The IMF plans to revise its growth projections downwards, but noted that it is difficult to forecast the magnitude of the impact at this stage.
The fund warned that the war will affect Serbia “through supply chain disruptions, higher global commodity prices, effects on global financial conditions, confidence, and lower growth of trading partners”.
It also pointed to higher global energy and commodity prices that will fuel inflationary pressure further this year. Inflation already incased to 8.8% in February, but core inflation was just 4.4%.
On the other hand, the IMF said that “Serbia’s medium-term outlook, while uncertain, remains favourable, supported by the authorities’ commitment to structural reforms”.
“Immediate policy priorities are to preserve macro-fiscal and financial stability and mitigate the impact of the ongoing external shock,” said Jan Kees Martijn, who led the visit to Serbia.
“The authorities appropriately formed a task force to help the affected companies navigate supply chain disruptions. Should economic disruptions warrant further support to the affected groups or activities, including the state-owned enterprises (SOEs) in the energy sector, the additional expenditures should be accommodated by reprioritising the budgeted current and capital spending, within the agreed 3% of GDP fiscal deficit ceiling. Any additional emergency assistance should be temporary and targeted to vulnerable households and viable firms. Financial support to the SOEs should be delivered in a transparent manner.”

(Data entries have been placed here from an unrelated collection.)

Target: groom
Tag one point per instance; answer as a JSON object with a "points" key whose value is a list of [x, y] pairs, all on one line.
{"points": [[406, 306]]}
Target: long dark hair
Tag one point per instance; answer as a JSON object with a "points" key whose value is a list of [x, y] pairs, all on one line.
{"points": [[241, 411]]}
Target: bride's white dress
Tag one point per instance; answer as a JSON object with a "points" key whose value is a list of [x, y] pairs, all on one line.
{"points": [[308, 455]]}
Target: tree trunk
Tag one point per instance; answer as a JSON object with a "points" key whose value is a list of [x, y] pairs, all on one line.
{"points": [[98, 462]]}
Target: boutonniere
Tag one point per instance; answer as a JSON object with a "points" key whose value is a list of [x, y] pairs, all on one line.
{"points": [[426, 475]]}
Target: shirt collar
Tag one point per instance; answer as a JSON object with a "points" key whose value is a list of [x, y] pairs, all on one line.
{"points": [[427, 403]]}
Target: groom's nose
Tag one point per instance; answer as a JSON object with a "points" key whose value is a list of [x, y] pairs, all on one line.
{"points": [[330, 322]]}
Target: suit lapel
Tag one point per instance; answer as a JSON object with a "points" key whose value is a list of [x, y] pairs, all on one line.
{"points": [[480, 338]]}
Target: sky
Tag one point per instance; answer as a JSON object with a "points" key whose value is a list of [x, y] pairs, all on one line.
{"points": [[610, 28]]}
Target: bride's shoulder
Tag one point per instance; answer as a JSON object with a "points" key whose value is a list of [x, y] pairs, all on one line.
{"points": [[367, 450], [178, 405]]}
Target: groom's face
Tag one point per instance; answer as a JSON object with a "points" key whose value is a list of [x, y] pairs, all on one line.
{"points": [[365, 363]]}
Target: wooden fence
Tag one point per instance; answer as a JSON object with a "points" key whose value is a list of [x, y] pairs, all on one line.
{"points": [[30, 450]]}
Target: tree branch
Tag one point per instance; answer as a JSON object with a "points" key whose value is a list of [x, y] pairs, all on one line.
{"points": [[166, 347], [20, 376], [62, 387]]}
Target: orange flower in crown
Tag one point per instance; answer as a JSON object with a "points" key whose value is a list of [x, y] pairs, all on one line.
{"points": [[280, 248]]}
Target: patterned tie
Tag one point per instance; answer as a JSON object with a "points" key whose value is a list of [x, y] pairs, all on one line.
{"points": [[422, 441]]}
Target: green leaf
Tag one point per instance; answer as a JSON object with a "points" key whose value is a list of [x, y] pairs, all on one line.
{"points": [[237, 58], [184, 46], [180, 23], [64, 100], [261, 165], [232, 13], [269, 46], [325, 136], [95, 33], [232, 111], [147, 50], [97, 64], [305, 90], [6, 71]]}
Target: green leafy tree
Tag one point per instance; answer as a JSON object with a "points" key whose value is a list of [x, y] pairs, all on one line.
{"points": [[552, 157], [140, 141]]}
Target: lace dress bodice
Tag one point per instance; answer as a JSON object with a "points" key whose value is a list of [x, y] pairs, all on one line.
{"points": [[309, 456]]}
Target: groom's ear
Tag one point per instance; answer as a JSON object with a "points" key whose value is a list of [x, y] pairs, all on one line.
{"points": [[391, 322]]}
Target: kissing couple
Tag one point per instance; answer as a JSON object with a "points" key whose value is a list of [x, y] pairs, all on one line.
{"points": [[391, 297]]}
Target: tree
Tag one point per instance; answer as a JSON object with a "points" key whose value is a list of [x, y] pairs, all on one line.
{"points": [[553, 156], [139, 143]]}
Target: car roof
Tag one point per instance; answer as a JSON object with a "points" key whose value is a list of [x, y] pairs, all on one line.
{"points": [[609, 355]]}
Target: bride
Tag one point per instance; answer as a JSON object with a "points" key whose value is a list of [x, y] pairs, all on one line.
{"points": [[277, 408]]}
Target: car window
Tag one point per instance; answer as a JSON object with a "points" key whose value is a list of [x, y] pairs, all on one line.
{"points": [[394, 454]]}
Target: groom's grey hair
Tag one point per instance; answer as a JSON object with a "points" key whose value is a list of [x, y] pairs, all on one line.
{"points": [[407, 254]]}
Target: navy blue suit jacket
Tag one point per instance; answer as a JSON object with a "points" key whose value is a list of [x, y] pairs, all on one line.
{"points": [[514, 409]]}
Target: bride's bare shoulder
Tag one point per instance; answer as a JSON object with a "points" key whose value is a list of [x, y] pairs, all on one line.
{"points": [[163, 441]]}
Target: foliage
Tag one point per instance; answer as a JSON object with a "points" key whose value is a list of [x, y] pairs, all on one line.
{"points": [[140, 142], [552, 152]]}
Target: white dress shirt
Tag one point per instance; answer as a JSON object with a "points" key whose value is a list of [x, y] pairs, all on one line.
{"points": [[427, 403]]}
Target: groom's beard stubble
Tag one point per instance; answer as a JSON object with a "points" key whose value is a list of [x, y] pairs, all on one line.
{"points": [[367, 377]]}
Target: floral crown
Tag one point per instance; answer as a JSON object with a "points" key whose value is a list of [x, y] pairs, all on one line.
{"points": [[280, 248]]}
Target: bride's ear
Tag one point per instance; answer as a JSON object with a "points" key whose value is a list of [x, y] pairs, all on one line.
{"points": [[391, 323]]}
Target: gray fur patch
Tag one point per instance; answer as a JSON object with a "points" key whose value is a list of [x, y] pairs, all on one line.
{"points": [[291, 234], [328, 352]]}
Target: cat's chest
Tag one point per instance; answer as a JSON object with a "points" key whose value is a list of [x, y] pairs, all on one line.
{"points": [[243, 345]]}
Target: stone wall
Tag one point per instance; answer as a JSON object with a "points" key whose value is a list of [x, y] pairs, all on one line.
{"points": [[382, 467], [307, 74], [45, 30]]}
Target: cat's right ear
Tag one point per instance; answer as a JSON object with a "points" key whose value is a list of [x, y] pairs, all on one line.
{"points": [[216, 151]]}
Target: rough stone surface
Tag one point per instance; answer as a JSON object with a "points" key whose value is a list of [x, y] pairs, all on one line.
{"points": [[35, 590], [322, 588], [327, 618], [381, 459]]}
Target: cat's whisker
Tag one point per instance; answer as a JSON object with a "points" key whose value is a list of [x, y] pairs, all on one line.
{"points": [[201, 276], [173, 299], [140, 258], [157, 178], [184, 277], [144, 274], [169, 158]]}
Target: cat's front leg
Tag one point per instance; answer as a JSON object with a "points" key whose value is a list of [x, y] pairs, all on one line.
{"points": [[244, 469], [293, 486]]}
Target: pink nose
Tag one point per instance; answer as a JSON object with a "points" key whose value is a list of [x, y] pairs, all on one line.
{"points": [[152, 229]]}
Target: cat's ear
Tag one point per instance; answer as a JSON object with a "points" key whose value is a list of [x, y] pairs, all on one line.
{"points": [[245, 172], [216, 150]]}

In the energy sector, the IMF stressed the need for a “rigorous reform of governance” in the main energy sectors. “The reform momentum should be maintained” for SOEs, the statement said.
Concerning the country’s financial stability, the IMF said that the banking system remains well-capitalised and liquid, and it welcomed the National Bank of Serbia’s quick response to international sanction-related spillovers on the banking system.
IMF staff held discussions with the Serbian authorities on policies to complete the second review under the Policy Coordination Instrument (PCI). “The IMF mission held productive discussions with the authorities and has made important progress towards reaching a staff level agreement on policies needed to complete the second review under the PCI,” said Martijn.